The troubled young man in the aria “Last Night” from Gregory Spears’ opera Fellow Travellers is a devout Catholic agonizing over a homosexual encounter.
In Schubert’s “Der Doppelganger”, a man is caught in the psychological trauma of seeing an image of himself locked in the past of unrequited love. Mori effectively staged this by having a male cast member standing on a mounted block in the centre of the church, moaning in agony, his body twisted in pain as the singer, driven with passion, pointed to him in horror.
And then there was the morbid crowd obsessed with death. Needless “When I am laid in earth” from Purcell’s Dido and Aeneas was on the program, as was Rebecca Clarke’s haunting song “The Seal Man” where an innocent young girl is lured to her death by love and drowns at sea.

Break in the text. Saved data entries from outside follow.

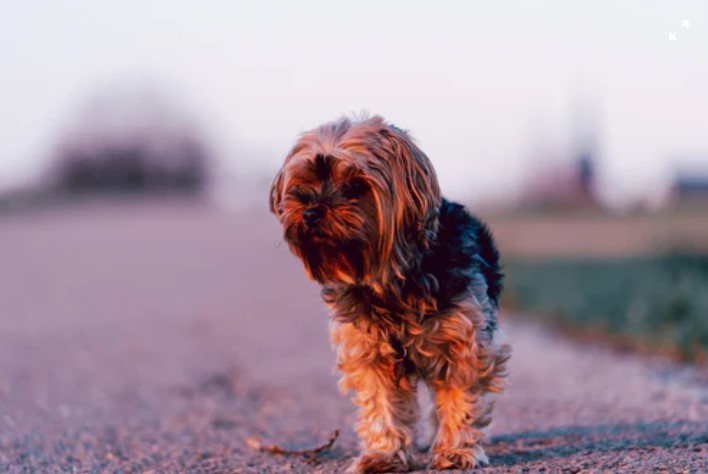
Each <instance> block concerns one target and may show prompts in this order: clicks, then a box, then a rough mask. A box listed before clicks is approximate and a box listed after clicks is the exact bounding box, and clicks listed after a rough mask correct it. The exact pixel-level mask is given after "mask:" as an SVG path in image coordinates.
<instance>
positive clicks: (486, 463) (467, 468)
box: [430, 446, 489, 469]
mask: <svg viewBox="0 0 708 474" xmlns="http://www.w3.org/2000/svg"><path fill="white" fill-rule="evenodd" d="M487 465H489V458H487V455H486V454H485V453H484V449H482V447H481V446H473V447H469V448H456V449H445V450H440V451H436V452H434V453H433V460H432V461H431V462H430V468H431V469H474V468H475V467H482V466H487Z"/></svg>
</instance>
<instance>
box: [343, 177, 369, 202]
mask: <svg viewBox="0 0 708 474" xmlns="http://www.w3.org/2000/svg"><path fill="white" fill-rule="evenodd" d="M367 190H368V186H367V185H366V183H365V182H364V181H361V180H355V181H351V182H349V183H347V184H346V185H345V186H344V188H343V189H342V195H343V196H344V197H345V198H346V199H349V200H353V199H359V198H360V197H362V196H363V195H364V194H366V191H367Z"/></svg>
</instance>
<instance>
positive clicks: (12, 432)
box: [0, 202, 708, 473]
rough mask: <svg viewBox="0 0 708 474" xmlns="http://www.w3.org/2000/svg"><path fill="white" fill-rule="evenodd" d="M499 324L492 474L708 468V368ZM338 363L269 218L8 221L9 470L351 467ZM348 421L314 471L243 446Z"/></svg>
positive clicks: (128, 472) (0, 428)
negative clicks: (336, 365) (702, 368)
mask: <svg viewBox="0 0 708 474" xmlns="http://www.w3.org/2000/svg"><path fill="white" fill-rule="evenodd" d="M501 320H502V326H503V328H504V331H505V332H506V337H507V338H508V340H509V341H510V342H511V344H512V345H513V348H514V356H513V359H512V364H511V377H510V385H509V389H508V391H507V393H506V394H504V395H503V396H502V397H501V398H500V400H499V403H498V405H497V411H496V417H495V421H494V423H493V425H492V430H491V445H490V446H489V448H488V454H489V455H490V459H491V463H492V464H491V466H490V467H487V468H485V469H483V470H481V472H571V473H577V472H708V378H707V377H706V374H705V373H702V372H699V371H697V370H695V369H692V368H690V367H687V366H680V365H676V364H674V363H669V362H666V361H662V360H658V359H646V358H641V357H638V356H632V355H627V354H621V353H617V352H613V351H611V350H609V349H606V348H602V347H596V346H586V345H581V344H578V343H576V342H570V341H567V340H564V339H563V338H562V337H560V336H558V335H556V334H554V333H553V332H552V331H550V330H549V329H547V328H544V327H542V326H538V325H533V324H528V323H521V322H518V321H517V320H515V319H514V318H513V317H512V316H511V315H502V317H501ZM333 361H334V356H333V353H332V351H331V349H330V347H329V341H328V338H327V316H326V313H325V310H324V307H323V305H322V304H321V302H320V301H319V297H318V289H317V287H316V286H315V285H314V284H312V283H310V282H308V281H307V280H306V278H305V276H304V274H303V272H302V271H301V269H300V266H299V263H298V262H297V261H296V260H295V259H294V258H293V257H292V256H291V255H290V254H289V252H288V250H287V248H286V247H285V245H282V244H281V243H280V231H279V228H278V226H277V225H276V222H275V220H274V219H273V218H272V217H271V216H270V215H268V214H267V213H266V212H265V211H262V212H248V213H231V214H229V213H225V212H220V211H216V210H213V209H210V208H206V207H204V206H200V205H195V204H178V203H164V202H163V203H151V204H149V205H146V204H139V203H122V204H119V205H116V204H107V203H104V204H97V205H93V206H88V205H83V206H77V207H72V208H66V209H61V210H51V211H50V210H47V211H41V212H34V213H30V214H26V215H5V216H0V472H12V473H15V472H17V473H20V472H41V473H45V472H80V473H84V472H86V473H103V472H121V473H122V472H126V473H129V472H135V473H163V472H165V473H172V472H213V473H221V472H247V473H262V472H263V473H265V472H273V473H275V472H322V473H329V472H339V471H340V470H341V469H343V468H344V467H345V466H346V465H347V463H348V462H349V461H350V460H351V458H352V457H353V456H354V455H355V453H356V450H357V441H356V437H355V434H354V432H353V429H352V426H353V421H354V416H355V412H354V408H353V406H352V404H351V403H350V402H349V400H348V398H347V397H342V396H340V395H339V394H338V393H337V390H336V386H335V383H336V376H335V375H334V374H333V373H332V367H333ZM335 429H340V430H341V433H342V434H341V436H340V438H339V439H338V440H337V441H336V443H335V445H334V447H333V448H332V449H331V450H330V451H328V452H326V453H325V454H323V455H322V456H320V457H319V458H318V459H317V460H316V461H315V463H314V464H308V463H307V462H306V461H305V460H303V459H300V458H297V457H295V458H288V457H278V456H272V455H269V454H264V453H259V452H256V451H254V450H252V449H251V448H249V447H248V446H247V445H246V444H245V440H246V439H247V438H249V437H251V436H254V435H258V436H261V437H262V438H263V440H264V441H266V442H274V443H279V444H282V445H285V446H288V447H292V448H298V447H300V448H302V447H308V446H314V445H317V444H319V443H321V442H323V441H325V440H326V439H327V438H328V437H329V436H330V434H331V433H332V431H333V430H335ZM425 459H426V457H425V456H424V455H421V456H420V458H419V460H420V461H421V462H424V461H425Z"/></svg>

The atmosphere did begin to lighten as angers dissipated and emotions calmed The charming “Presentation of the Rose” scene from Richard Strauss’ Der Rosenkavalier led to couples dancing, some heterosexual, some not.
A Meditative Conclusion
So where in this mostly dark opera experience did we finally see our misfits and malcontents find their Moxy?
Well, that happened just before the religious ending, when, in tight formation, the octet marched defiantly down the middle aisle of the church belting out the Queen of the Night’s “Der Holle Rache” from Mozart’s The Magic Flute, the organ thundering in accompaniment.
It was quite a moment hearing that iconic aria as a mixed opera chorus.
The meditative ending included the beautiful “Regina coeli Laetare” from Mascagni’s Cavalleria Rusticana and Purcell’s reflective “Evening Hymn”.
The glorious organ Postlude by Charles Marie Widor and the religious ending took us full circle back to the organ Recessional and Hildegard von Bingen,
Why the religious bookends? These participants in the communion might be against the powers that be, and the injustices they cause, but they’re not against the inherent goodness of God, or so I think.
Final Thoughts
For the sheer glory of it, let us praise Dr. Jonathan Oldengarm and the magnificent organ at Metropolitan United Church, the largest instrument of its kind in Canada, and the majesty that it brought to the Queen of the Night Communion.
As I sat through the program, I realized on just how many levels I was enjoying the experience — the excellent singing, the unusual choice of repertoire and the even more unusual way it was performed, the very surprising use of the organ, and more to the point, the originality of the concept behind the concert.
Perhaps the biggest takeaway from the Queen of the Night Communion is the very important role that Tapestry Opera is playing in the creation of exciting new opera experiences.